Standard teknis sangat penting untuk setiap pekerjaan hal ini untuk memastikan bahwa sebuah pekerjaan
diketinggian sudah dilakukan dengan benar, dengan orang yang benar, peralatan yang benar dan
prosedur kerja yang benar. Penggunaan alat pelindung diri (APD)seperti Helm, Harness, Tali lanyard,
Waist bell haruslah memenuhi standard tertentu. Misalnya penggunaan harness dengan label standard
EN-12277 untuk bekerja di ketinggian adalah tidak tepat, karena EN-12277 adalah standard untuk
Mountainnering. Sementara untuk sepatu dan sarung tangan merupakan aksesoris dalam APD boleh
menggunakan produk yang memenuhi standar safety secara umum.

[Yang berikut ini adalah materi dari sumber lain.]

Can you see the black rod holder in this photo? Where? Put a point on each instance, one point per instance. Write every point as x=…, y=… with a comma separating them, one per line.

KESELAMATAN DAN KESEHATAN KERJA (K3) KHUSUS BEKERJA DI KETINGGIAN

Di Indonesia Rope Access sudah dirintis sejak tahun 2005 dan di tahun 2007 sudah menjadi bagian
dari K3 khusus bekerja di ketinggian dan ini diakui oleh Departemen Ketenagakerjaan. Pada tanggal 10
Maret 2016 yang lalu Menteri Tenaga Kerja mengesahkan Permenaker Nomor 9 Tahun 2016 tentang K3
bekerja di ketinggian. dan mencabut Keputusan Dirjen Pembinaan Pengawasan Ketenagakerjaan No.
KEP.45/DJPPK/IX/2008 tentang “Pedoman Keselamatan dan Kesehatan Kerja (K3)” bekerja pada
ketinggian dengan menggunakan akses tali (Rope Access). Permenaker Nomor 9 tahun 2016 diterbitkan
untuk melaksanakan Pasal 2 ayat (2) huruf i dan pasal 3 ayat (1) huruf a Undang-Undang Nomor 1 Tahun
1970tentang Keselamatan Kerja.

Ada hal menarik pada Permenaker Nomor 9 Tahun 2016 ini yaitu tentang difinisi "Ketinggian" kalau
selama ini di difinisikan bekerja dengan tinggi minimum 1.5 meter, 1.8 meter ataupun 2 meter. Maka
menurut Permenaker Nomor 9 Tahun 2016 batas ketinggian itu tidak ada, adanya perbedaan ketinggian
yaitu yang memiliki potensi jatuh baik diatas permukaan tanah ataupun air yang menyebabkan tenaga
kerja mengalami cedera bahkan kematian.